Le 17 mai, Mélissande Bry présentait sur scène son enquête «Un dernier trip : les psychédéliques et la fin de vie» (à revivre en intégralité en vidéo).

Depuis quelques années, le monde scientifique vit une véritable « renaissance psychédélique ». Le LSD et la psilocybine, le composé actif des champignons hallucinogènes, auraient des effets thérapeutiques étonnants. Étudiées dans des domaines comme la dépression, l’addiction ou les angoisses existentielles de fin de vie, ces substances pourraient faire leur grand retour dans le milieu médical, si la législation le permet. 

Aujourd’hui encore, les psychédéliques sont classées par l’ONU comme des «drogues dangereuses présentant un risque grave pour la santé publique et sans intérêt thérapeutique». Pourtant, les sciences disent l’inverse. 

La dangerosité du LSD et de la psilocybine est relativement faible comparé à des drogues légales comme l’alcool ou le tabac. 

Une étude britannique, publiée dans le prestigieux journal The Lancet en 2010, l’a démontré. Depuis quelques années, de nombreux acteurs médiatiques et culturels déboulonnent les mythes tenaces qui collent à la peau du LSD et des champignons hallucinogènes.

Enquêtes, séries Netflix, expositions, conférences, livres…l’opinion publique sur les psychédéliques est en train de changer. En conséquence, la demande pour ce type de thérapie augmente progressivement et des professionnels de santé sont prêts à se former en Amérique du Nord et dans certains pays européens comme en Suisse ou en Allemagne. 

Emmanuel Macron: «Regarder la mort en face»
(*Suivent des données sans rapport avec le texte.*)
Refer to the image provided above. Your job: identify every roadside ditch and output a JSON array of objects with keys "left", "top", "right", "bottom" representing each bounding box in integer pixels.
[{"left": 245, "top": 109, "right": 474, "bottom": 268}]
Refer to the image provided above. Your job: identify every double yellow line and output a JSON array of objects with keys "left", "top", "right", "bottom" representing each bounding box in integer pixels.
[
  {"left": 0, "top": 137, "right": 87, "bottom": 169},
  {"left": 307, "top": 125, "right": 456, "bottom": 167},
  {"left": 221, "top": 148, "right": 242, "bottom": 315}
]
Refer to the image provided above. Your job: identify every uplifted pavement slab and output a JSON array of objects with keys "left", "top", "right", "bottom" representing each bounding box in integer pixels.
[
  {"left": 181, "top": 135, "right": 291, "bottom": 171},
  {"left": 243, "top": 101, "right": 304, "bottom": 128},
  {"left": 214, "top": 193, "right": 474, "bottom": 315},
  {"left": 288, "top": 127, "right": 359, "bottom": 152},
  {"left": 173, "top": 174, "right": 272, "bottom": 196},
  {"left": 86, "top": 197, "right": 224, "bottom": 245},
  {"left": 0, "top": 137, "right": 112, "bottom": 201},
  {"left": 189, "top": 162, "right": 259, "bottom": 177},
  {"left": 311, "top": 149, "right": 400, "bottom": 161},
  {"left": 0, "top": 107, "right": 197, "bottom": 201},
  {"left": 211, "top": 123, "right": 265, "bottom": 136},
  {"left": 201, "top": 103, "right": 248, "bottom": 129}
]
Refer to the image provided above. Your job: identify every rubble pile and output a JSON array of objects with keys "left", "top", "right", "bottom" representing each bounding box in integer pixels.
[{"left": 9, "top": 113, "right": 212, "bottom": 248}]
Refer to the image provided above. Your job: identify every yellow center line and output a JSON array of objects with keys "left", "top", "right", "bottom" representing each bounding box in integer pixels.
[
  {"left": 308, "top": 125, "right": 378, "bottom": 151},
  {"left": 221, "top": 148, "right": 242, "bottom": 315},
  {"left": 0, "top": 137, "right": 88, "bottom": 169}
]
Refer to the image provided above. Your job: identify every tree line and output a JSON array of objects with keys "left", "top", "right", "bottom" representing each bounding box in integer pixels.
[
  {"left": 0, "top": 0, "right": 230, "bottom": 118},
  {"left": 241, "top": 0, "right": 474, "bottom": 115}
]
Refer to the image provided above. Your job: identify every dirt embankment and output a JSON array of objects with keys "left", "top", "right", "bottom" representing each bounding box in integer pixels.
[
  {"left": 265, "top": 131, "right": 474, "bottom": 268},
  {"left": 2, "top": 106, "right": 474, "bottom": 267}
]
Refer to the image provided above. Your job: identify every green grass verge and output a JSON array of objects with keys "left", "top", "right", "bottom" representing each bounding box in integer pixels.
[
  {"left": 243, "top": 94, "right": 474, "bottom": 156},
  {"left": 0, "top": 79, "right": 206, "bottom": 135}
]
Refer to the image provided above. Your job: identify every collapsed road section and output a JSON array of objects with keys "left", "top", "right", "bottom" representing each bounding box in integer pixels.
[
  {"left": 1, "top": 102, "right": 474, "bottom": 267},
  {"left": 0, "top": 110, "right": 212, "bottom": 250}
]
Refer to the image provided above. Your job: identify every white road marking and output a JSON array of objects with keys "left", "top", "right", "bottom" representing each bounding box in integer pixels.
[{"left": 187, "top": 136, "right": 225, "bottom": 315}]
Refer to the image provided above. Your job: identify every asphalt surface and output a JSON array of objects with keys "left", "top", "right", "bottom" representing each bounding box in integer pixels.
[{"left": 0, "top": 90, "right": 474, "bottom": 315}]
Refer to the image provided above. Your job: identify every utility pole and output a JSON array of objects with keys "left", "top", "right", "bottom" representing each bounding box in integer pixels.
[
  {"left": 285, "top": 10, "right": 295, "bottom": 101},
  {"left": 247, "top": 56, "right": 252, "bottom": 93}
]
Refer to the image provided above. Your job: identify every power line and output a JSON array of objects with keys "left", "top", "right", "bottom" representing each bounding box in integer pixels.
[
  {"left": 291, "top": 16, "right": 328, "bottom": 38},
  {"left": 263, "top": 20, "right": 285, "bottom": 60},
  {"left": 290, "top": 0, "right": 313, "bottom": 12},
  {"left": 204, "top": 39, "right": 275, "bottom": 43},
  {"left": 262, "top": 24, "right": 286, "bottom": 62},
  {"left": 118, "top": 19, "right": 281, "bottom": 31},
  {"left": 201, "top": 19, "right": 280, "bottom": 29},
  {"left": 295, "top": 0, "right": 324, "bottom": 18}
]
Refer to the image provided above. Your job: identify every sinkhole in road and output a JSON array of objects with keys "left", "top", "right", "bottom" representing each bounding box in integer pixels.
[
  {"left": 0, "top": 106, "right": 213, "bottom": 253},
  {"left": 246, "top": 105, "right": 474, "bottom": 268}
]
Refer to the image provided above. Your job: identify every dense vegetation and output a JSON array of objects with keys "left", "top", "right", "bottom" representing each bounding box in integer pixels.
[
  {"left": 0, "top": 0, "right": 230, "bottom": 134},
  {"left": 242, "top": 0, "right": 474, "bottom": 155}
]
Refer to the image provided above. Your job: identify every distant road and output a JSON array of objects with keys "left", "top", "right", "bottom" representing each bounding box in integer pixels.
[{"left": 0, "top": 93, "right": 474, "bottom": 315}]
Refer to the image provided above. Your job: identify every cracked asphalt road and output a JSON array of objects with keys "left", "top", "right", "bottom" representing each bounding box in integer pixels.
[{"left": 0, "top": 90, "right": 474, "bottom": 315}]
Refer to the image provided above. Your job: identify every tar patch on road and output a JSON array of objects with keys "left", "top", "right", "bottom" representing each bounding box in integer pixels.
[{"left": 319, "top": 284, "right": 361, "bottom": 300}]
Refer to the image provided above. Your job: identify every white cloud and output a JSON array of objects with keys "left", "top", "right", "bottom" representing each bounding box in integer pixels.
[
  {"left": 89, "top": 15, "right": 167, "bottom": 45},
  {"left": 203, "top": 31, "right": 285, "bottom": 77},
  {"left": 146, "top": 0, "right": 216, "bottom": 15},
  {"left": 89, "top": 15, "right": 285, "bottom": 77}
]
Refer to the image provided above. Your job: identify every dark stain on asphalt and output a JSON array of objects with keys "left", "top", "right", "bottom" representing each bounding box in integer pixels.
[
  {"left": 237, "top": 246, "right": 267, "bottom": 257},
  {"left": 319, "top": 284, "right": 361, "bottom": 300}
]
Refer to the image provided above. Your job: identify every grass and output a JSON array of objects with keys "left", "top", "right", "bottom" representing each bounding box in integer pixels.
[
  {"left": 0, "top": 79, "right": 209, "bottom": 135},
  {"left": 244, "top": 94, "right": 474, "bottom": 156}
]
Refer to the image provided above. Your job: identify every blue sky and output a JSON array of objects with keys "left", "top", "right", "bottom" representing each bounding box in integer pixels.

La loi sur la fin de vie est débattue à l’Assemblée Nationale. Même si cette loi est nécessaire et très attendue, des professionnels de santé s’inquiètent d’un accès à la mort simplifié, sans réelle réflexion sur le développement d’alternatives thérapeutiques moins radicales. En France, seul un tiers des malades qui en ont besoin ont accès aux soins palliatifs, soins qui ont pour but de prévenir et d’atténuer les souffrances liées à des maladies incurables. Alors que le système de santé publique est débordé, certains craignent un recours à la fin de vie comme une voie du désespoir plutôt qu’un réel choix. 

En mars, le président Emmanuel Macron parlait de cette loi en disant qu’elle permettait de «regarder la mort en face». Selon des experts et des expertes, les thérapies assistées aux psychédéliques semblent remplir cet objectif. Elles aident à accepter le fait que la souffrance fait partie de la vie et que la perspective de sa propre mort, même si elle fait peur, n’a pas à être vécue dans un interminable flot d’angoisse.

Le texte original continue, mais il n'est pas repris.